The private geopolitical intelligence firm, often referred to in the US as the 'Shadow CIA', employs former Agency intelligence analysts, and is known for its secretive links to government officials, multinational corporations and shady private security subcontractors.
Two years on, the tone of the analyses produced by the company has shifted. In December, in its predictions on the shifting geopolitical environment for 2017, Stratfor said that Russia has a chance to shift the entire Eurasian balance of power in its favor.
Last week, the intelligence firm continued on this trend, with an assessment titled 'Russia Regains Its Momentum Across Eurasia'. The latest forecast explains how Moscow is using the Collective Security Treaty Organization (CSTO) and the Eurasian Economic Union (EEU) to "gain more clout across Eurasia."
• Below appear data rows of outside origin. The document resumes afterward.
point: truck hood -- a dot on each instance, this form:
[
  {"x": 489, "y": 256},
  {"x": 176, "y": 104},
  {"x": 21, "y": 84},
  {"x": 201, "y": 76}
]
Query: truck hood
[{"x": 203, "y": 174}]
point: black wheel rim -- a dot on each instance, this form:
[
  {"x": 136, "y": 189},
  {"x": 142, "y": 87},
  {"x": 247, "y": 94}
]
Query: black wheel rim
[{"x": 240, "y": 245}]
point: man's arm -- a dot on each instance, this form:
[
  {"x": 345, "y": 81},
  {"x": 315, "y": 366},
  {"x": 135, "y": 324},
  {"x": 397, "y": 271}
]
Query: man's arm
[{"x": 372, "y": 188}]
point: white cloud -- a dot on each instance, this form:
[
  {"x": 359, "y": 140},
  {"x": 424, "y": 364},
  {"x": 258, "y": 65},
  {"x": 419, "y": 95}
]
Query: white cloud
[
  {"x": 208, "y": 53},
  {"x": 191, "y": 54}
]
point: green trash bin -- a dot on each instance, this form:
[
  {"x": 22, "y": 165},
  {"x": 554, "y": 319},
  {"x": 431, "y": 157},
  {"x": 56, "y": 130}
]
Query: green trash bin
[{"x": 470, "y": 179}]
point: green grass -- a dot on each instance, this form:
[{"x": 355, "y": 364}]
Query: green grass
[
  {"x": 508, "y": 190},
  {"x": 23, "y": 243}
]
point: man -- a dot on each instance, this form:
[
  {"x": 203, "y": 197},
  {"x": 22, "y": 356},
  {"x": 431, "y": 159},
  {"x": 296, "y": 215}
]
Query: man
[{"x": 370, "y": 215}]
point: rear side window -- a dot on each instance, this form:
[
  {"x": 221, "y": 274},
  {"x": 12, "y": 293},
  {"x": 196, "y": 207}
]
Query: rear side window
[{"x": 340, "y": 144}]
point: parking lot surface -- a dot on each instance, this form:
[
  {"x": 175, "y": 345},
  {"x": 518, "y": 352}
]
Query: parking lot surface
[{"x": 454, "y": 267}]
Stratfor predicts that the "the region's precarious security situation," combined with problems stemming from divisions in the European Union, "will force the [Eurasian] blocs' members to cooperate more closely with Moscow." Russia, the report says, considers it its vital interest to secure these post-Soviet "borderlands," and is using "the tools at its disposal – including military cooperation and economic blocs – to do so."
Military integration is being achieved via the CSTO, a six member bloc including Russia, Armenia, Belarus, Kazakhstan, Kyrgyzstan and Tajikistan, with Afghanistan and Serbia acting as observer states. The EEU, on the other hand, includes Russia, Armenia, Belarus, Kazakhstan, and Kyrgyzstan, with Moldova recently signing on as an observer, and is being used to encourage economic integration.
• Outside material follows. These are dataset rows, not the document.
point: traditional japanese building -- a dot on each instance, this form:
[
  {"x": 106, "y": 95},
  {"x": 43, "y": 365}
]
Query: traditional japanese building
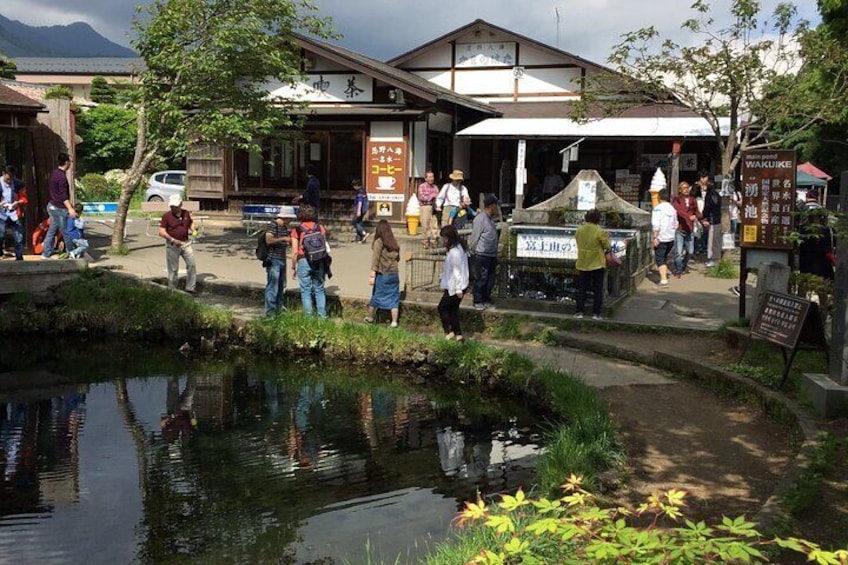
[{"x": 532, "y": 86}]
According to Stratfor, Moscow uses these two blocs "to institutionalize its influence in its periphery. Russia was "able to deepen its regional economic integration and clout through the Eurasian Economic Union while presenting the CSTO as an alternative to NATO, building Russia's image as a strong global power –especially against the West."
The varying trajectories of those states excepted, Stratfor emphasizes that security threats, including "militant attacks and protests," are "forcing CSTO countries to cooperate more closely with Russia on security and military issues than ever before."
On the economic front, the report recalls that "Belarus and Russia reached an agreement in April on months-long deadlock over natural gas and debt disputes, spurring the Belarusian government to sign onto the Eurasian Economic Union's Customs Code. (Minsk had been the only holdout in signing the code, which sets uniform import duty rates across the bloc.) With Belarus in tow, the country can now take effect on July 1."
Furthermore, the assessment adds that "Moldova, which had long leaned toward the West, also applied and was approved for observer status in the bloc on April 14," with President Igor Dodon signaling his "inclination to work with the bloc in the future."
Ultimately, the report anxiously asserts that the EEU and CSTO "are gaining momentum in Eurasia. A precarious security environment in the region, coupled with enduring divisions in the West, has left former Soviet countries with few options but to turn to these blocs and settle some of their differences."
In any case, the latest Stratfor assessment is a far cry from its absurd 2015 claim that "we do not think the Russian Federation can exist in its current form for the entire decade."